As I write this, the outcome of Trinity Western University’s supreme court case is not yet resolved. I write this before the issue has resolved intentionally. No matter how this ends (though I hope for TWU’s success) there are some things I think we need to recognize.
First of all, for those not in the know, TWU’s law program has come under fire for allegedly being discriminatory against the LGTBQ2 (etc.) community. Students of the university are expected to comply with some standards of sexual conduct that reflect the beliefs and practices of Evangelical Christians and it seems that many vocal parties have expressed concern that this is discriminatory and wrong. The question then becomes this: do we accredit law graduates from such a controversial school?
This is what I gather from the various articles I’ve read and the issue is certainly far more complex than how I represent it but I don’t want to get lost in the details. I want to focus on some things that will remain important for Christians no matter how this resolves and that’s the condition of people’s hearts.
1. We must respond in love. As ambassadors of Christ, whatever happens to us, we must endure as he does. We love our enemies, bless those who curse us, and pray for those who persecute us. This doesn’t mean that we do nothing. It means that we actively respond in love and in grace and in service to the world.
2. We have enemies. Whether or not TWU wins, we’re in this situation because there are people who hate the Church in their hearts. The outcomes of court cases doesn’t change hearts. Our work of loving our enemies doesn’t end if TWU wins.
3. We have an image to defend. In the eyes of many, one must either affirm all lifestyles or be guilty of hatred and malice. We need to work to embody and demonstrate a middle way, one that can disagree with a lifestyle while loving and serving a person. Like Jesus did. We should also acknowledge that people who come from this very binary angle aren’t insane. Church groups have done and continue to do some very non Christ-like things to all kinds of minority groups. This can reasonably create concern. We need to address this with truth and love.
4. What’s at stake. Surrounding this issue is a lot of talk about religious freedom. I’ve heard some politically right-leaning Christians express concern about “secular totalitarianism.” While I find such buzzwords tend to obscure the conversation rather than clarify it, there is an issue of tolerance here. How do we handle differences in worldview? Is there room for differing perspectives on sexual ethics? If it’s a binary choice as above between affirmation or hatred then probably not, but I think the issue is more complex than that. I hope we can find ways to have constructive conversation rather than trying to shut each other down.
5. What’s not at stake. We are not citizens of Canada. We are citizens of the Kingdom of Heaven. The homeland is secure. We don’t need to be worried about the future of our culture being defended by earthly policy. Deep breaths.
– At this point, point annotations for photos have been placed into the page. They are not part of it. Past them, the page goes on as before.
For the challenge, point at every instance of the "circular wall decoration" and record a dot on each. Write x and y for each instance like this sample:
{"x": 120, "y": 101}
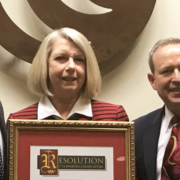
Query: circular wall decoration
{"x": 110, "y": 25}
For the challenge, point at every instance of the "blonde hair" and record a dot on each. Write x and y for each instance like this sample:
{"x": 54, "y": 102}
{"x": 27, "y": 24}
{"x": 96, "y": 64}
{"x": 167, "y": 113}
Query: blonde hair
{"x": 38, "y": 75}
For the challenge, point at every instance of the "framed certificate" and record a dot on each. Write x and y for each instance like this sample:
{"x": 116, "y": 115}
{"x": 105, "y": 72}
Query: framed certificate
{"x": 71, "y": 150}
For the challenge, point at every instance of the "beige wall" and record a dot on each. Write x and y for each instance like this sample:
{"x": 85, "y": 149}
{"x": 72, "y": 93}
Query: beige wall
{"x": 126, "y": 84}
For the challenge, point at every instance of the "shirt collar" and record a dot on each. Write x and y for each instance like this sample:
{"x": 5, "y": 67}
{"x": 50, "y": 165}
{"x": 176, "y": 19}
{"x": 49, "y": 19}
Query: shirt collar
{"x": 167, "y": 119}
{"x": 46, "y": 109}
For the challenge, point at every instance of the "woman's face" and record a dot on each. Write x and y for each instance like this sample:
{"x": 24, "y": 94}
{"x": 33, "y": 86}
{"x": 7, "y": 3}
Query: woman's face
{"x": 66, "y": 68}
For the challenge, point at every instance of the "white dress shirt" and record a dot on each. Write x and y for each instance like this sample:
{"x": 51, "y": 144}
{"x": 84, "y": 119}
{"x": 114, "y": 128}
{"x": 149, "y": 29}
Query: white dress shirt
{"x": 165, "y": 133}
{"x": 46, "y": 109}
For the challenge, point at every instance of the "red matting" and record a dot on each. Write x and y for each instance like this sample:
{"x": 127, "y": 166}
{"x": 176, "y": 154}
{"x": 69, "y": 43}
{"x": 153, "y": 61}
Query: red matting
{"x": 70, "y": 138}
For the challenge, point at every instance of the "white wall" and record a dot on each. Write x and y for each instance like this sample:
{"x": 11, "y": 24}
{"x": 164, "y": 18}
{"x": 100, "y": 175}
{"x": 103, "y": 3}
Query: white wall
{"x": 126, "y": 84}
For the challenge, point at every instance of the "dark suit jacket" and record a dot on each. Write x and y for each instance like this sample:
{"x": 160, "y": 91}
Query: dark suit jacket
{"x": 147, "y": 130}
{"x": 4, "y": 137}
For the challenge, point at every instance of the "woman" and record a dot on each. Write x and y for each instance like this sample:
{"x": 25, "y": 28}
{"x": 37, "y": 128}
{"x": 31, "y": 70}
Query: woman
{"x": 65, "y": 74}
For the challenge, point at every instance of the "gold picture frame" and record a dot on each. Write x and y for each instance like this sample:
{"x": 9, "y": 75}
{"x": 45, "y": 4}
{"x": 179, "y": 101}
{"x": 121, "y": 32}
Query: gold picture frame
{"x": 24, "y": 133}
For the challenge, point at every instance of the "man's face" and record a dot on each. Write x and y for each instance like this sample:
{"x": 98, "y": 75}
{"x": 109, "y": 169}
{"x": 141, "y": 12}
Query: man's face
{"x": 166, "y": 76}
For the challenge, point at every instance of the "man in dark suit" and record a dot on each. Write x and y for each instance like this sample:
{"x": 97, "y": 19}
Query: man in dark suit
{"x": 153, "y": 131}
{"x": 3, "y": 144}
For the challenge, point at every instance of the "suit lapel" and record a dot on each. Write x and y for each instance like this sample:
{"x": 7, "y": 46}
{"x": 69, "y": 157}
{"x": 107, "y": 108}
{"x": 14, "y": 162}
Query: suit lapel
{"x": 150, "y": 144}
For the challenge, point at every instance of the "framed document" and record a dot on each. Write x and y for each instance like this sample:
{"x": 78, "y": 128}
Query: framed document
{"x": 71, "y": 150}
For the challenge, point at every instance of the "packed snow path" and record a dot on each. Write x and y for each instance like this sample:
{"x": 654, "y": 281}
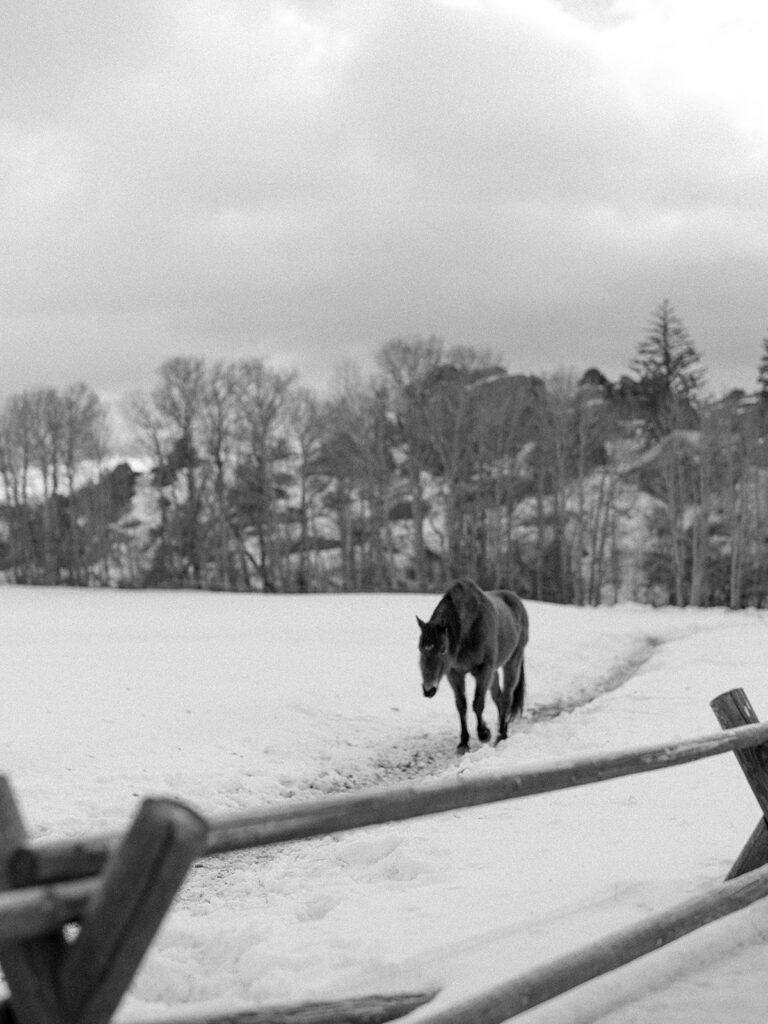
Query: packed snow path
{"x": 232, "y": 701}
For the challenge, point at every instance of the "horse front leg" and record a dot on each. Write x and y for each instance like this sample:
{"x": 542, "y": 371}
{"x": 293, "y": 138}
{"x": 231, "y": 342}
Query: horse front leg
{"x": 482, "y": 680}
{"x": 457, "y": 684}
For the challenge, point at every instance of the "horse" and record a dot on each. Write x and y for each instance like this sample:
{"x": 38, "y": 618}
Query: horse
{"x": 479, "y": 632}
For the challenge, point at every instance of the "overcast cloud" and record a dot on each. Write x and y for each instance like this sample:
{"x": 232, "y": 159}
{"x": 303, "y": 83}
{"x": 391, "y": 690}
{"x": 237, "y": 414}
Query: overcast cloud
{"x": 304, "y": 180}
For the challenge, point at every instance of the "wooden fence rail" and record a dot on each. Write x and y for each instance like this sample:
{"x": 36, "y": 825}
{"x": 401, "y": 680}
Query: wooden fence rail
{"x": 45, "y": 862}
{"x": 119, "y": 888}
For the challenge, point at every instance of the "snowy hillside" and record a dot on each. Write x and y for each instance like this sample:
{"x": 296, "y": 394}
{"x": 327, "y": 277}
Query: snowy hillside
{"x": 232, "y": 701}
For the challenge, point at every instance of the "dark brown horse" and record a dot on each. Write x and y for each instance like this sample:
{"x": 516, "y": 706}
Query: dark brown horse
{"x": 479, "y": 632}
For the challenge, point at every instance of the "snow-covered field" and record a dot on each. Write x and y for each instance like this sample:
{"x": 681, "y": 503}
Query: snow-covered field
{"x": 233, "y": 701}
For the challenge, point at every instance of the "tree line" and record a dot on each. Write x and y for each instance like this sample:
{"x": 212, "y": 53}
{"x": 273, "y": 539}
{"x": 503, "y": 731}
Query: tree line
{"x": 442, "y": 463}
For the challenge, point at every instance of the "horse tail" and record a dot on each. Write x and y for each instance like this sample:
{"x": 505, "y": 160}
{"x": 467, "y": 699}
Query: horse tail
{"x": 518, "y": 697}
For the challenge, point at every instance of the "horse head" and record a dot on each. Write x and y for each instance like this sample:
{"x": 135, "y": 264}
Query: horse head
{"x": 433, "y": 654}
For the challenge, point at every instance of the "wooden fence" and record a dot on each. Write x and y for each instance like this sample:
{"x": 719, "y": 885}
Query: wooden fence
{"x": 117, "y": 889}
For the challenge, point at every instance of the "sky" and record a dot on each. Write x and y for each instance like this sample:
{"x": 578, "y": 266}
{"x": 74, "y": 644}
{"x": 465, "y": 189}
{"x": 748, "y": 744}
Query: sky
{"x": 302, "y": 181}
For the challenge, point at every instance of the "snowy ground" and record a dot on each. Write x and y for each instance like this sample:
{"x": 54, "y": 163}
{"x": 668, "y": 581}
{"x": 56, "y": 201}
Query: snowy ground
{"x": 233, "y": 701}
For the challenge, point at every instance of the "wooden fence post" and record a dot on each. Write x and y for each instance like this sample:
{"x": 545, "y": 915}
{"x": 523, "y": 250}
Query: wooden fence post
{"x": 139, "y": 884}
{"x": 30, "y": 967}
{"x": 732, "y": 710}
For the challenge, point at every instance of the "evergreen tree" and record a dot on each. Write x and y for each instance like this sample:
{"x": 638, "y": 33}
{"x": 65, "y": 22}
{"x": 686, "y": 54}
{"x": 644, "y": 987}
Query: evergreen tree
{"x": 763, "y": 372}
{"x": 669, "y": 372}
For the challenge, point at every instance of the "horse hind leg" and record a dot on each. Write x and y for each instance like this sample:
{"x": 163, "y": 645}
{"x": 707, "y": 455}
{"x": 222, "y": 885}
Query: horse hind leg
{"x": 498, "y": 694}
{"x": 512, "y": 694}
{"x": 482, "y": 680}
{"x": 457, "y": 684}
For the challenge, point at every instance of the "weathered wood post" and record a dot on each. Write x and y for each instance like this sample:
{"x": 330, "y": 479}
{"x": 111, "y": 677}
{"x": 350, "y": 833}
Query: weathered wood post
{"x": 30, "y": 968}
{"x": 139, "y": 884}
{"x": 732, "y": 710}
{"x": 52, "y": 981}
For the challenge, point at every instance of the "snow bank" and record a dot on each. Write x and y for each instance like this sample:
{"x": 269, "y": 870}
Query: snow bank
{"x": 232, "y": 701}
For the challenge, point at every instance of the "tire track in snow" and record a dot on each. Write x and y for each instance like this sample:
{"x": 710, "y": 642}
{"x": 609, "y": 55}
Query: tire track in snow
{"x": 419, "y": 757}
{"x": 429, "y": 754}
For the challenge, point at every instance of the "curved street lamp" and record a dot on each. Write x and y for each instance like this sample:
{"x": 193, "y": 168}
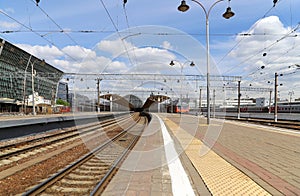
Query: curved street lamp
{"x": 192, "y": 64}
{"x": 228, "y": 14}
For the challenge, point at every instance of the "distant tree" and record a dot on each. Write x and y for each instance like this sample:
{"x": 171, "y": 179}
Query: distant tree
{"x": 62, "y": 102}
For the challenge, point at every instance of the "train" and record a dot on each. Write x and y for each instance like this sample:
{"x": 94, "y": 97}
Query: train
{"x": 178, "y": 109}
{"x": 59, "y": 109}
{"x": 281, "y": 108}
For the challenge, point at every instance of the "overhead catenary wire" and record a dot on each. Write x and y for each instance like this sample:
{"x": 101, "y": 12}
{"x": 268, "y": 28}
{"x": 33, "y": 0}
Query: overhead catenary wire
{"x": 246, "y": 34}
{"x": 117, "y": 31}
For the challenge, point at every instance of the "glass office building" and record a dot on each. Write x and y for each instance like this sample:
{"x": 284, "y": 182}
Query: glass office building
{"x": 22, "y": 73}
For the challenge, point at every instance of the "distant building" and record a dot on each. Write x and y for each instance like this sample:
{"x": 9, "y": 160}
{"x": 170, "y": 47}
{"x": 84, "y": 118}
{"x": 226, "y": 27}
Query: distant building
{"x": 16, "y": 70}
{"x": 63, "y": 91}
{"x": 262, "y": 102}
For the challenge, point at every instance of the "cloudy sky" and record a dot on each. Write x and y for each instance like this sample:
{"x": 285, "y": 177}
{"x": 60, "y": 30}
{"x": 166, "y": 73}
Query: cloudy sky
{"x": 106, "y": 36}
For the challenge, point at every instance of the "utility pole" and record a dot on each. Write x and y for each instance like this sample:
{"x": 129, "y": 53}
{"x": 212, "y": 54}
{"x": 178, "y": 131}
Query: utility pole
{"x": 214, "y": 102}
{"x": 270, "y": 102}
{"x": 200, "y": 101}
{"x": 33, "y": 93}
{"x": 239, "y": 99}
{"x": 98, "y": 94}
{"x": 275, "y": 96}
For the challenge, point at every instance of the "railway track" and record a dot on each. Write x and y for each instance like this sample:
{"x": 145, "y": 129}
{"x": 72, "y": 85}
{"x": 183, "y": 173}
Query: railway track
{"x": 91, "y": 173}
{"x": 282, "y": 124}
{"x": 19, "y": 150}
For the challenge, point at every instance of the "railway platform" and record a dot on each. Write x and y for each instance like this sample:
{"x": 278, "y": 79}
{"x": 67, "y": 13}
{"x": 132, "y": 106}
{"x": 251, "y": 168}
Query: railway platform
{"x": 225, "y": 158}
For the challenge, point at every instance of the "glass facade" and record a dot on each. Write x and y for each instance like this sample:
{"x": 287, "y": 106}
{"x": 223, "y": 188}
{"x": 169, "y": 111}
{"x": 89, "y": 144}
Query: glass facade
{"x": 17, "y": 67}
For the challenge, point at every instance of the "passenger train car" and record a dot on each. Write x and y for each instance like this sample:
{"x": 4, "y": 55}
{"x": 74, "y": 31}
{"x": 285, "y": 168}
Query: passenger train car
{"x": 178, "y": 109}
{"x": 281, "y": 108}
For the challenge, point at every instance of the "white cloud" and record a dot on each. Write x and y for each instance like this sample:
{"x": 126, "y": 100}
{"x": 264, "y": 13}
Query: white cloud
{"x": 9, "y": 25}
{"x": 78, "y": 53}
{"x": 116, "y": 47}
{"x": 44, "y": 52}
{"x": 270, "y": 48}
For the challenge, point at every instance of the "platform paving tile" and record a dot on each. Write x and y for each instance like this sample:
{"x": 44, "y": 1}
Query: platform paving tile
{"x": 220, "y": 177}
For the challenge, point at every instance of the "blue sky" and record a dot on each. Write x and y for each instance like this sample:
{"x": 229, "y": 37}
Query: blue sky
{"x": 91, "y": 36}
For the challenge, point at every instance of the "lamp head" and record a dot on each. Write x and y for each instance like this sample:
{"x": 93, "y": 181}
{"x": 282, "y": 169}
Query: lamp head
{"x": 183, "y": 6}
{"x": 228, "y": 14}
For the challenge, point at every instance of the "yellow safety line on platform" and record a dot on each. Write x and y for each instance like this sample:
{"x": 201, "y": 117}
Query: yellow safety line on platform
{"x": 220, "y": 177}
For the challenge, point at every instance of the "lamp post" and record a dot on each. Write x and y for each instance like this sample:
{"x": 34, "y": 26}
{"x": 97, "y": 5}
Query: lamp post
{"x": 32, "y": 86}
{"x": 228, "y": 14}
{"x": 181, "y": 69}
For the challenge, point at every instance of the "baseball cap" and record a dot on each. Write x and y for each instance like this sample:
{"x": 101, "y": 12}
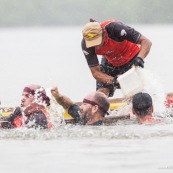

6. Nothing new. I am reminded of the stories of Shadrach, Meshackh, and Abednego, of David and the Lion’s Den, and of all the stories of early church persecution. And of course, I am reminded of Jesus. This may be a good time to read up on their examples.
As a final note, as a graduate from a private Christian university, this issue is very personal to me. I believe in the value of Christ-centered education and having more Godly lawyers in Canada could only be to our benefit. I do hope and pray that the Supreme Court finds favour with TWU and upholds their rights but this event is part of a larger story in which it is all of our responsibility to participate, no matter what happens.